Часы сложились в минуты, минуты сжались, как пальцы в кулак. Время сошлось в одну точку, и из нее ударила первая ярко-розовая молния. Она отвесно, саблей, протыкающей врага, вошла в черную зеркальную поверхность реки. Громыхнуло над головой, и Мишка со страху присел: небо раскололось, и череп его раскололся. Тучи вили черную бешеную шерсть. Молнии уже метались, били куда хотели – и в воду, и по берегам. На острове посередь Волги загорелся огромный осокорь. Факелом пылал. Огонь отражался в воде, и вода колыхалась, как геенна огненная, – черная, адская, золотая.
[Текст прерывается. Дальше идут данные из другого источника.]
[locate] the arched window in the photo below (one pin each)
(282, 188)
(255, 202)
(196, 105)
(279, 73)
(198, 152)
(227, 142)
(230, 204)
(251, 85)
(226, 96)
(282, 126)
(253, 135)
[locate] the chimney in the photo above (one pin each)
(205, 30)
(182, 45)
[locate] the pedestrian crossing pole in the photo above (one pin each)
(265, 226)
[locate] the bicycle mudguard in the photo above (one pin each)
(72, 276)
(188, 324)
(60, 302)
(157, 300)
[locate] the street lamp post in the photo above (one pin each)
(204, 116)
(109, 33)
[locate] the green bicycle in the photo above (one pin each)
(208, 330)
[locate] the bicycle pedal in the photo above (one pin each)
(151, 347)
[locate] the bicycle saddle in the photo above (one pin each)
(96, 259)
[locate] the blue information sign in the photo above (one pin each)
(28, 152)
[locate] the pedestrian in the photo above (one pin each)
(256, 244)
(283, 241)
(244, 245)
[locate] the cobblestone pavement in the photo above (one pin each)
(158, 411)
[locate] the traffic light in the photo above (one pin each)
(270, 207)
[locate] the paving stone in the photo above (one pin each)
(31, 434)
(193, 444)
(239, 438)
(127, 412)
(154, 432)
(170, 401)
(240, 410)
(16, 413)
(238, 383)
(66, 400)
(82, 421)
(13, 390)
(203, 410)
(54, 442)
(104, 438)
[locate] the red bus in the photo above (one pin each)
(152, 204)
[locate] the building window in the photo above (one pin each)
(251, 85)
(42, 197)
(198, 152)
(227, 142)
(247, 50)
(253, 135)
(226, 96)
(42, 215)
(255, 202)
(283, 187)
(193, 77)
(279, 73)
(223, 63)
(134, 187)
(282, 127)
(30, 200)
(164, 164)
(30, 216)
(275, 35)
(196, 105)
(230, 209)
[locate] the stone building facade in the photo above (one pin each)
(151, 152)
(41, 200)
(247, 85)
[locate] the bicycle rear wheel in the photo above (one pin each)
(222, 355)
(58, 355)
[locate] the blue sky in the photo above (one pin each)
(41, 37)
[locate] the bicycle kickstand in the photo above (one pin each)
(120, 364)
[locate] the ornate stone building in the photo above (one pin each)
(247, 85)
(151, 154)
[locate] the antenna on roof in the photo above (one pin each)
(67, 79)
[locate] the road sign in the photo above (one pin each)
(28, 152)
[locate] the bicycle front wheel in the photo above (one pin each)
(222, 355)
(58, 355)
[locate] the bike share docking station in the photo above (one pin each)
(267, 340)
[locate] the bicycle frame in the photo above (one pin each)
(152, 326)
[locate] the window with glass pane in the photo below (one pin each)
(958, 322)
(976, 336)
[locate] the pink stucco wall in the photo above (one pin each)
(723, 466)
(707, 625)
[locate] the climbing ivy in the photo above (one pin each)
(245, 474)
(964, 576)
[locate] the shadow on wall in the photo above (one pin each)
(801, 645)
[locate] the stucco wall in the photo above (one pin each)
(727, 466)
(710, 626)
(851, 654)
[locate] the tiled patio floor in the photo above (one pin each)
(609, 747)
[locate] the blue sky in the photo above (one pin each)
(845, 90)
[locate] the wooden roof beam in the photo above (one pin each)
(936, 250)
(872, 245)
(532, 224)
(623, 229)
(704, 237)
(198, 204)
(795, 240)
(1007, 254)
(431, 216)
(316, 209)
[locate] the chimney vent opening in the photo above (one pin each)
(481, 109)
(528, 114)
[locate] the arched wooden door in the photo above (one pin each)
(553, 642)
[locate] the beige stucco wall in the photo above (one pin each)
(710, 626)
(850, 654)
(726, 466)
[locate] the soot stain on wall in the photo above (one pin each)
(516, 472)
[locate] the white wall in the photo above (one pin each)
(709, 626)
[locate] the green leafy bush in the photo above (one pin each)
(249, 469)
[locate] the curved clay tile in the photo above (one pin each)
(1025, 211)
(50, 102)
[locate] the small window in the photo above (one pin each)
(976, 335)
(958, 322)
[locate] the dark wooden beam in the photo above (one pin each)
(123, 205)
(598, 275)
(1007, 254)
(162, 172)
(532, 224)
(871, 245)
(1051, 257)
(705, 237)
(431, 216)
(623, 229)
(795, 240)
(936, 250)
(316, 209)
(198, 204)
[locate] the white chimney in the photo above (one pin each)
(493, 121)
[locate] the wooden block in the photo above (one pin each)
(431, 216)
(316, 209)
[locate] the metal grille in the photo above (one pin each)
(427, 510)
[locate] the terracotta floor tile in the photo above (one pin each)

Кто-то страшно далеко, как с того света, кричал с того берега – то ли на помощь, то ли окликал опрометчиво уплывшего на лодке наперерез грозе друга. Гром перекатывал булыжники над крышей ляминской избы, а они оба, отец и сын, стояли под навесом крыльца, глядели, как косо, сплошной серебряной стеной, хлещет ливень, заслоняя звезды, берега и деревья. Вода в Волге пучилась и вздувалась.
– Не завидую, – бросил Мишка, – рыбакам сейчас… Муторно им…
Ефим выколотил трубку о перила крыльца и омочил руку в потоках ливня.
– Вот так и мы, – непонятно сказал, мрачно, – вот так и мы же…
Мишка не стал допытываться. Вдруг хрипло, пьяно, юно захохотал. Веселье же! Хляби небесные отворились!
– Вот землица хлебнет! Возжаждала! Пить же хочет!
Отец молчал, тискал черную, вишневого дерева трубку в желтых кривых пальцах.
…После грозы, на самом рассвете, отец и сын направились к берегу. Ноги по щиколотку вязли в сыром сером песке.